Essays are cool because no matter what the question is, or how specific the question is, you can always twist it to your advantage and talk about what you want to talk about. As long as you keep looking back at the question and making sure you’re answering it — the essay is yours. You can do the same with exams, but without the time to research you’re much more limited. Time is money.
I only used footnotes in sixth form for history essays, but they’re absolutely pivotal to a university-level English essay. In many ways the first year of uni (for which the grades do not contribute to your overall degree) is about learning to cite your sources, and knowing when to just … let a footnote go. This learning process will follow you throughout your degree, sure, but whereas in the first year you might be dealing with low-tier problems like ‘how do I cite a play in my footnotes?’, by final year you can expect Mega Level queries such as ‘how do I cite a certain volume of an collection of anthologies by sixteen editors that includes a poet who’s citing a certain line of a manuscript that’s written in translation that has a typo in it and nobody knows the poet’s name’?’ Just remember that footnotes are your friends.
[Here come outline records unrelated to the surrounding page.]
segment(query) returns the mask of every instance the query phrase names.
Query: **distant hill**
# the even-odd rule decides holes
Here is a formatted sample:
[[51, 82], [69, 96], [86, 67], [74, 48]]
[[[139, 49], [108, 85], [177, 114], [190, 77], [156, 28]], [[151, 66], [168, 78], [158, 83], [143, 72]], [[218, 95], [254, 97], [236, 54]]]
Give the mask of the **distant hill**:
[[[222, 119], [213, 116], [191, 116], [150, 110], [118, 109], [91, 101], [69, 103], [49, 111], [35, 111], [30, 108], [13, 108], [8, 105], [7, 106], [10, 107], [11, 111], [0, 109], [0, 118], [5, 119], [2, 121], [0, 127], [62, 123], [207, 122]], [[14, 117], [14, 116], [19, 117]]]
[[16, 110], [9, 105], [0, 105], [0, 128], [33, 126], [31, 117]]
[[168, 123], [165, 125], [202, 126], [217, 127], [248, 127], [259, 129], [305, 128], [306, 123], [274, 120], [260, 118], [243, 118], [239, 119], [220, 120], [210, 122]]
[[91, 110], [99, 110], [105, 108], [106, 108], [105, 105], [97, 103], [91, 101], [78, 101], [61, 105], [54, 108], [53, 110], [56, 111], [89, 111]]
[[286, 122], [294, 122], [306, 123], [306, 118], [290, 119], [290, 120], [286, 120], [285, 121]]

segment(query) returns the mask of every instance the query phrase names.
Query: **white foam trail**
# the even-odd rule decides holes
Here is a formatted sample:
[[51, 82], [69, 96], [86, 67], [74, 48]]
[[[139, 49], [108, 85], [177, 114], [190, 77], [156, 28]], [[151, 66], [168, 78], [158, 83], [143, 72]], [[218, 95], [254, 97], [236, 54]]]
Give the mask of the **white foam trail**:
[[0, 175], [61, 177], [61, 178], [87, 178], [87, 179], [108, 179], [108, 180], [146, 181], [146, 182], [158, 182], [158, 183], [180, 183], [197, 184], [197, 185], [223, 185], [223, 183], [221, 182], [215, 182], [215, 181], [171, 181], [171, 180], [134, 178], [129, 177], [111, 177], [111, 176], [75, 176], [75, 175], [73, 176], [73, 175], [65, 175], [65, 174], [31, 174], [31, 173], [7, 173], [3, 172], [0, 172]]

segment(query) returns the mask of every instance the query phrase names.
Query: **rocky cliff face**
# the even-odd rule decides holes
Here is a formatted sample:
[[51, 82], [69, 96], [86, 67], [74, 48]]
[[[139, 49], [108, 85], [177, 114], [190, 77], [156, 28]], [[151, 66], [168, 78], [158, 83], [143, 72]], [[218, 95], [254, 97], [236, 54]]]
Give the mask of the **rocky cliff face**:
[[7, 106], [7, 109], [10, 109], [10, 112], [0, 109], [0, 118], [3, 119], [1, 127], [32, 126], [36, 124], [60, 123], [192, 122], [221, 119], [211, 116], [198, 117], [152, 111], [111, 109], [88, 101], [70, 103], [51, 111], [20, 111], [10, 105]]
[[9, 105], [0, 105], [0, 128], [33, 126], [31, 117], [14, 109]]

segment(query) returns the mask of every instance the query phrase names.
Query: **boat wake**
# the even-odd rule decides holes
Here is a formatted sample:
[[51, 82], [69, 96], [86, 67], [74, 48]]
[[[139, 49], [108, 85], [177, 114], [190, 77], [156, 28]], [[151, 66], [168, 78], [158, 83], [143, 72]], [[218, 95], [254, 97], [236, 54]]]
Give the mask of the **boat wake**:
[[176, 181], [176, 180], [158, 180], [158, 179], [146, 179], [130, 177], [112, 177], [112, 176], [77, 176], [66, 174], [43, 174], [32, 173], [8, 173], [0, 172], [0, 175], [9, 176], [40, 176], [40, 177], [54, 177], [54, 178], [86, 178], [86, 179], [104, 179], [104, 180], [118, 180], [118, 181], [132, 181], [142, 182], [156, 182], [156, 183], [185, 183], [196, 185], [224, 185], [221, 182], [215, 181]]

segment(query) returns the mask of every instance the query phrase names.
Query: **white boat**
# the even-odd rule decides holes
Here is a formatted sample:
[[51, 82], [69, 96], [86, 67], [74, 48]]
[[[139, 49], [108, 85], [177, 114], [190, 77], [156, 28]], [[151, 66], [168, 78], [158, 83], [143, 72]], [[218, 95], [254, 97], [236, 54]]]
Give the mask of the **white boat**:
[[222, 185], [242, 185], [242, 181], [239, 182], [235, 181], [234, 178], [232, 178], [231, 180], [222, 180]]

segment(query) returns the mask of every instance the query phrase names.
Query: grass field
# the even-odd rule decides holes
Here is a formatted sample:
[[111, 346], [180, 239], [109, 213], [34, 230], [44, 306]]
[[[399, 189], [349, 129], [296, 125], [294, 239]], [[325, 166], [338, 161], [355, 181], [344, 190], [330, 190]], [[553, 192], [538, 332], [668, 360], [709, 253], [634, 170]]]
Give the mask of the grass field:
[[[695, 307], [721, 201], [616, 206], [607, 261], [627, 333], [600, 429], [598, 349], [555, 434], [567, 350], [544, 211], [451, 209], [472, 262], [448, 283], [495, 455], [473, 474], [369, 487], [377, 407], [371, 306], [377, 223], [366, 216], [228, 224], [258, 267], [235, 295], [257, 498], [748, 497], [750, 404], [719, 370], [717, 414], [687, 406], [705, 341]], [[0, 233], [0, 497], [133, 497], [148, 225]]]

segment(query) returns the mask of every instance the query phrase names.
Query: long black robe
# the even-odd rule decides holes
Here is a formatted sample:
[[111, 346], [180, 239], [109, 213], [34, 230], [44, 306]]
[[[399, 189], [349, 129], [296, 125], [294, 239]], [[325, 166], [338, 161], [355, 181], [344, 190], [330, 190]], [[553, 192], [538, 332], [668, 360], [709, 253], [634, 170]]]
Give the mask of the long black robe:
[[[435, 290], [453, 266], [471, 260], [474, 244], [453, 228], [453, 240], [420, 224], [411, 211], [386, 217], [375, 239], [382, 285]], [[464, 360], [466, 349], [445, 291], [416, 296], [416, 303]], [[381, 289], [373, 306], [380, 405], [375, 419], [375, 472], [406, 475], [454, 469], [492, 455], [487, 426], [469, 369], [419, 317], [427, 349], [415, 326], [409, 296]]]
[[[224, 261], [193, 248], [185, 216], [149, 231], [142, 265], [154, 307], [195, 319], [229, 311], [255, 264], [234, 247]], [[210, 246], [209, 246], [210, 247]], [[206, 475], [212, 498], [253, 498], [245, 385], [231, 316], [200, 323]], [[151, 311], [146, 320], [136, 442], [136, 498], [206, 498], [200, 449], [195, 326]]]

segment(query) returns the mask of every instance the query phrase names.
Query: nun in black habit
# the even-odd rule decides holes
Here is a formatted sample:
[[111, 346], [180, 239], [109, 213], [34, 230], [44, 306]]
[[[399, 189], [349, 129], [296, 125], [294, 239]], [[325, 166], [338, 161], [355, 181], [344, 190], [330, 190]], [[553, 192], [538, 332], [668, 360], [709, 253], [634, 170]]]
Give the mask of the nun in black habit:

I’ve seen my essays improve greatly in quality over these four years. It’s hard to reconcile myself with the me who was writing essays in first year. In the past I was known to make unsubstantiated generalisations, throw in critical quotations just to fill some invisible quota, and avoid reading any texts by the author apart from the one I was writing about. But look at me now! Today I make substantiated generalisations, throw in critical quotations because I’m embarrassed that the critics beat me to the subject, and read shopping lists by the author just to see if they reveal any amazing insights into the work (or at least their brand of coffee). I know so much about George Orwell’s eating habits they really should put me on a government list.
Let’s see: my essays include an analysis of the character of Death in Renaissance poetry, a dissertation on medieval portrayals of the Devil, a look at the violence of the countryside in Sherlock Holmes, a reading of Edgar Allen Poe’s short stories using the critical framework of Gilbert and Gubar, a study of sunset imagery in 1890s literature, the subject of loss in Graham Greene and Philip Larkin, and what must have been a very dodgy examination of marriage in Pamela and Jane Eyre.
It’s now in my final year that I feel the most satisfied with what I’m writing, which makes a lot of sense. In secondary school, essays for me were a straightforward intro/pros/cons/conclusion flow chart. There’s a lot that we learn from taking this approach as a basis, but it’s also enlightening to step away from such a robotic format and remember that we’re writing an argument about a piece of literature, not a government inquiry into whether or not a fish pond should be installed. Everything in the essay goes towards your primary objective, which is to prove that your argument is right.
So give a thought to your essay today.